This is an old revision of the document!
PHP RFC: Add str_starts_with() and str_ends_with() functions
- Version: 0.4
- Date: 2020-03-25 (Updated: 2020-04-04)
- Author: Will Hudgins, will@wkhudgins.info
- Status: Under Discussion
- First Published at: https://wiki.php.net/rfc/add_str_starts_with_and_ends_with_functions
Introduction
str_starts_with
checks if a string, s, begins with another string, s′ and returns a boolean value (true
/false
) if s starts with s′.
str_ends_with
checks if a a string, s, ends with another string, s′ and returns a boolean value (true
/false
) if s ends with s′.
Typically this functionality is accomplished by repurposing existing string functions such as 'substr', 'strncmp', 'strpos', or 'substr_compare'. These bespoke userland implementations have various downsides, discussed later in this RFC.
The str_starts_with
and str_ends_with
functionality is so important, and so problematic to leave to userland implementation, that many major PHP frameworks support it including Symfony, Laravel, Yii, FuelPHP, and Phalcon.
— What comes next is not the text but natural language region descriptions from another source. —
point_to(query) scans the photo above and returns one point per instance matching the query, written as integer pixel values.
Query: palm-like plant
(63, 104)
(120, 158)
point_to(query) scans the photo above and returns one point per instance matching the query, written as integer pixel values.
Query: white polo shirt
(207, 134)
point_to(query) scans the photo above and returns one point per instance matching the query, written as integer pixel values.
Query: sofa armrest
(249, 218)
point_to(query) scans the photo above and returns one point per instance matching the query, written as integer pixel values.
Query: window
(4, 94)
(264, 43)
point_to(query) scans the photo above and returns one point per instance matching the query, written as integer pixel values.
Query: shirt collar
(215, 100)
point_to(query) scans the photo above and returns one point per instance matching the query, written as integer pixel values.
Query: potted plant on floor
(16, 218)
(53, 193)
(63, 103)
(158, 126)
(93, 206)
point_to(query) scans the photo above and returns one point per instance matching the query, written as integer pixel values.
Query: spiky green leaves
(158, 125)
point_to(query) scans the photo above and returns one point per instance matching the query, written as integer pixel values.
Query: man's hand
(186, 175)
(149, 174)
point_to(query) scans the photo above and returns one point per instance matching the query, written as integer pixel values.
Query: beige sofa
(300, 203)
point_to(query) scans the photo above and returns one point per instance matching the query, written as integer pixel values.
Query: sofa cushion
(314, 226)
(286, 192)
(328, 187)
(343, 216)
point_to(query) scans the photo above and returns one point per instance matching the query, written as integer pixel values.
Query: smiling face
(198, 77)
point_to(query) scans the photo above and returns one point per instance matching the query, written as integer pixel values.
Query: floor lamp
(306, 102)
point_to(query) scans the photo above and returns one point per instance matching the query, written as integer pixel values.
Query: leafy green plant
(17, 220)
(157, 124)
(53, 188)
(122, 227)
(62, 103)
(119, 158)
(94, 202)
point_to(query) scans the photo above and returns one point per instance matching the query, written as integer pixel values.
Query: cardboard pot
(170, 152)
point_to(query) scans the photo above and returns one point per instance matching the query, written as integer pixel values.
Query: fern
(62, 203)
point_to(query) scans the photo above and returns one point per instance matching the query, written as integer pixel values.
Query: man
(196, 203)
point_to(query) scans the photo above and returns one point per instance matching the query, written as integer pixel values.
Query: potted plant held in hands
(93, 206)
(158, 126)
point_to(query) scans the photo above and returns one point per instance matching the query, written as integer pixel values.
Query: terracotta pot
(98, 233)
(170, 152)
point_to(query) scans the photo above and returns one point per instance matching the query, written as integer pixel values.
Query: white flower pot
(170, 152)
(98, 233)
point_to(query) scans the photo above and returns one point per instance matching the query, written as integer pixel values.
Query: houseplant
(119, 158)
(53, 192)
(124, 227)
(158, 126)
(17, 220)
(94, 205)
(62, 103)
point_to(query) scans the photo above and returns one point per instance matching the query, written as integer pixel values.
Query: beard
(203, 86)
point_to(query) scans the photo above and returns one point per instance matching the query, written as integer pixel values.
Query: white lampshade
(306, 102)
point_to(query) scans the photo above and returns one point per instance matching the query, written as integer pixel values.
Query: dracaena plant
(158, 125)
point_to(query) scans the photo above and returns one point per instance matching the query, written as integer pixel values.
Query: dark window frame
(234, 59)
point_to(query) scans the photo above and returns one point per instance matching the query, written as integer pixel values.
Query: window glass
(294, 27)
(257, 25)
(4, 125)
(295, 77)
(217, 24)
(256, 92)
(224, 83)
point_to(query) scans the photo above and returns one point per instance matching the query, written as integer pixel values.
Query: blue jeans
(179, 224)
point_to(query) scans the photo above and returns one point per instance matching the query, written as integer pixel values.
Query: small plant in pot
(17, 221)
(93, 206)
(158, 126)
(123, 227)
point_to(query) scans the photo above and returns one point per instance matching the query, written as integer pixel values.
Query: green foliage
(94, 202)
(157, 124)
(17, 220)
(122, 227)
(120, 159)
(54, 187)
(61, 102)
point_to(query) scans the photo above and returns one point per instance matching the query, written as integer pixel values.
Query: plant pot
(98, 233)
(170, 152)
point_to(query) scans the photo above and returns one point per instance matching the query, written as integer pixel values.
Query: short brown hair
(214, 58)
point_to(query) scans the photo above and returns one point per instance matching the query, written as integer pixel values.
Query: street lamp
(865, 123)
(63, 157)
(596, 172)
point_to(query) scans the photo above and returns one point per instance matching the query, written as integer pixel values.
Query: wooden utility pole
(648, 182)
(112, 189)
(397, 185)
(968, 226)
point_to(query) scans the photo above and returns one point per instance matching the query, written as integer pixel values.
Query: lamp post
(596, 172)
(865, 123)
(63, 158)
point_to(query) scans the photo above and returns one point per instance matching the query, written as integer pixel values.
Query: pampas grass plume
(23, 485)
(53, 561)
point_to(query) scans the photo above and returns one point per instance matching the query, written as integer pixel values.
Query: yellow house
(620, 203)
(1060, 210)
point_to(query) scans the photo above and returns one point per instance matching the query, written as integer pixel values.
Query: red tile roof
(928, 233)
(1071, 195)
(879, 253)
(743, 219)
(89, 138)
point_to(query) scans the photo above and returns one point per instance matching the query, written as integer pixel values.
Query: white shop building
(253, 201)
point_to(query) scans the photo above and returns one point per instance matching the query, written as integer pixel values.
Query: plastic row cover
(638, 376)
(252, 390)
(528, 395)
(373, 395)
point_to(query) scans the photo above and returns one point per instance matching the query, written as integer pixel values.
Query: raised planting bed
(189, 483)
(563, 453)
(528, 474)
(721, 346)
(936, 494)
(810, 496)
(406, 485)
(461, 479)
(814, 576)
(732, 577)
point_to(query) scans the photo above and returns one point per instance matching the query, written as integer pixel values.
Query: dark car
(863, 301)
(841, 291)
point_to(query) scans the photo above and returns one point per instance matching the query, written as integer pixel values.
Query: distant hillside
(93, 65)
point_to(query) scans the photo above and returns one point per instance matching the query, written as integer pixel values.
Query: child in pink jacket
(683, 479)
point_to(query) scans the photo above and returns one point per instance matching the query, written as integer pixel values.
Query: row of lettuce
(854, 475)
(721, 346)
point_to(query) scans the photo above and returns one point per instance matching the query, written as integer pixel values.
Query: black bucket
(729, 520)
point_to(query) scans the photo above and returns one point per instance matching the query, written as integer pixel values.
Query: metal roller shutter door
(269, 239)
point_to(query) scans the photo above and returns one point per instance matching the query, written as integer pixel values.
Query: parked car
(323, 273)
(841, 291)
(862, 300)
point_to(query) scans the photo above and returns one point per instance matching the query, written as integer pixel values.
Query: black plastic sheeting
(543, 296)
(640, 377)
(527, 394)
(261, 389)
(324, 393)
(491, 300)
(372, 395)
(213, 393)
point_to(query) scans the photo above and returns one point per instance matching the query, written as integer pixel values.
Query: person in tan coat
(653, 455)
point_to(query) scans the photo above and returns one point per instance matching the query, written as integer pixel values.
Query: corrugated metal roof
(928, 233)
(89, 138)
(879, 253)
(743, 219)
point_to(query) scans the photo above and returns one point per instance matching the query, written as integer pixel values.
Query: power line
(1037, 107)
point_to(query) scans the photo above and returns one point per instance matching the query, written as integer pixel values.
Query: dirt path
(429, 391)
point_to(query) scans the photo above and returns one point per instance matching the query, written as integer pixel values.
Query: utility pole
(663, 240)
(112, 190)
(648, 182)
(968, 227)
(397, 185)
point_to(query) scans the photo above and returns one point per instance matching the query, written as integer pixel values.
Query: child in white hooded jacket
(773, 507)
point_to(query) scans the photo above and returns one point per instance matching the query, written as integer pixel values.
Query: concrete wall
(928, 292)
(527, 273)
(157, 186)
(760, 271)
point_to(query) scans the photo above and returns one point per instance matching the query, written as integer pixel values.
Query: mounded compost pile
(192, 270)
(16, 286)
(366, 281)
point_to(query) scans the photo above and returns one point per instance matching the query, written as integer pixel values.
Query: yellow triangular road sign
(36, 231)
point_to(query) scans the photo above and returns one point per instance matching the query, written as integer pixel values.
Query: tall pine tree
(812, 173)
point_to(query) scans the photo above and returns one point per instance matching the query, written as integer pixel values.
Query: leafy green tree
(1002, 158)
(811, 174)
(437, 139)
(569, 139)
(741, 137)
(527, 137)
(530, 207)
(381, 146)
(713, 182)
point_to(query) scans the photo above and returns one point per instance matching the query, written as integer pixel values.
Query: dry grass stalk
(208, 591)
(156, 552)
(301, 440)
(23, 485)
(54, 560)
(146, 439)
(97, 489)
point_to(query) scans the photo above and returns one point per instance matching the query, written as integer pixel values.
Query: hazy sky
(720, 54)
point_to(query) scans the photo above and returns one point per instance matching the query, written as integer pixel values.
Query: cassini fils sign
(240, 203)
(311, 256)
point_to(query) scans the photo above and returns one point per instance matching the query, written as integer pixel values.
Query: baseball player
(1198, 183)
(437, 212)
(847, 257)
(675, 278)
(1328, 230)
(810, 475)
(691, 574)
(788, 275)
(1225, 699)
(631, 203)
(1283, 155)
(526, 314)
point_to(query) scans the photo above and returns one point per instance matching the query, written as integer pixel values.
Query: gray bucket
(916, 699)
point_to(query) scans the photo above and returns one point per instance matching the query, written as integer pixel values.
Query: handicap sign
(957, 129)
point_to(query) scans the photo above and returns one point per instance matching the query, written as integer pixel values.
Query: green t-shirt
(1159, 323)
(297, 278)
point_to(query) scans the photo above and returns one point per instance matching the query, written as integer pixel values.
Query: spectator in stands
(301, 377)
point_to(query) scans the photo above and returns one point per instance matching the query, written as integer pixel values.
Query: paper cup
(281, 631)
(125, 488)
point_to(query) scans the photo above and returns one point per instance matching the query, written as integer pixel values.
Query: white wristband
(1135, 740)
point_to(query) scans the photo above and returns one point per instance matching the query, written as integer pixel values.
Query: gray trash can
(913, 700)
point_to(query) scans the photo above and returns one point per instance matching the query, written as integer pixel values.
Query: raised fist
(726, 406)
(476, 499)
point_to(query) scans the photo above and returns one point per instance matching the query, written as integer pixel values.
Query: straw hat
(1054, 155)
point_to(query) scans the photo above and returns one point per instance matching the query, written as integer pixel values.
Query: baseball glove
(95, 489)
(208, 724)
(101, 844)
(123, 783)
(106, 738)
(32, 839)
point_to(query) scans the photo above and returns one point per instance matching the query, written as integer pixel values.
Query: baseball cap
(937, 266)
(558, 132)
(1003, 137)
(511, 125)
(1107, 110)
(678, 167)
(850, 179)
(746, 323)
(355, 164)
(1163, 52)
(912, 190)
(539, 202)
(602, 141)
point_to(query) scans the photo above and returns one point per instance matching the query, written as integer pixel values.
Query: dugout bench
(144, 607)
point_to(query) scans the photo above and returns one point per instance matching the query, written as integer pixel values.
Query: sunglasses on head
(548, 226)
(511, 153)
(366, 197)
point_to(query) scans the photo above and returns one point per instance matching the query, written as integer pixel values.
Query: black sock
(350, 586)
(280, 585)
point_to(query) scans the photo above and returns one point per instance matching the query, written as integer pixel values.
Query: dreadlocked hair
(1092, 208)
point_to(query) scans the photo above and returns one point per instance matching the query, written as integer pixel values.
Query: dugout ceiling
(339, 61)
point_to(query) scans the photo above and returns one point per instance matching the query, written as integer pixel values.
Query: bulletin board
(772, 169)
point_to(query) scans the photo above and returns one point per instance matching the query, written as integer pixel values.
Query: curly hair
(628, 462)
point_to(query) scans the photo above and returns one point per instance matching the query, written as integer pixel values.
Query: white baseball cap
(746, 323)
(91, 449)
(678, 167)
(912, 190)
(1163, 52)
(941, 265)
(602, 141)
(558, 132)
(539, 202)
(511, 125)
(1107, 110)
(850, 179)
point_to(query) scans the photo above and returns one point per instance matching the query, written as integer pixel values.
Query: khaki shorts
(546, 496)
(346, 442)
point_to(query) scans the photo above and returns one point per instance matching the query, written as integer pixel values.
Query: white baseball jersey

Please note, the links are for str_starts_with
functionality, but the mentioned frameworks also contain str_ends_with
functionality, often visible on the same web page.
Checking the start and end of strings is a very common task which should be easy. Accomplishing this task is not easy now and that is why many frameworks have chosen to include it. This is also why other programming languages–diverse as JavaScript, Java, Haskell, and Matlab–have also implemented this functionality. Checking the start and end of a string should not be a task which requires pulling in a PHP framework or developing a potentially suboptimal function in userland.
Downsides of Common Userland Approaches
All userland implementations of this functionality suffer from being less intuitive than the proposed functions. This especially true for new PHP developers and developers who frequently switch between PHP and other languages–many of which include this functionality. Additionally, there are performance issues, shown below, with many userland implementations.
str_starts_with
This is memory inefficient because it requires an unnecessary copy of part of $haystack.
$haystack = "string"; $needle = "string2"; strncmp($subject, "prefix", 6) === 0;
This is error prone because it has a hard-coded length for the prefix.
str_ends_with
This is CPU inefficient because it requires reversing both $haystack and $needle as well as applying strpos
. Also, note that if $haystack does not end in $needle, this is extra inefficient because it will search the string for the position of $needle. Also note that if $needle is empty a warning will be raised.
$needle === "" || substr_compare($haystack, $needle, -strlen($needle)) === 0)
This is more efficient than the prior example but exceptionally verbose and not immediately intuitive. Note that $needle === “”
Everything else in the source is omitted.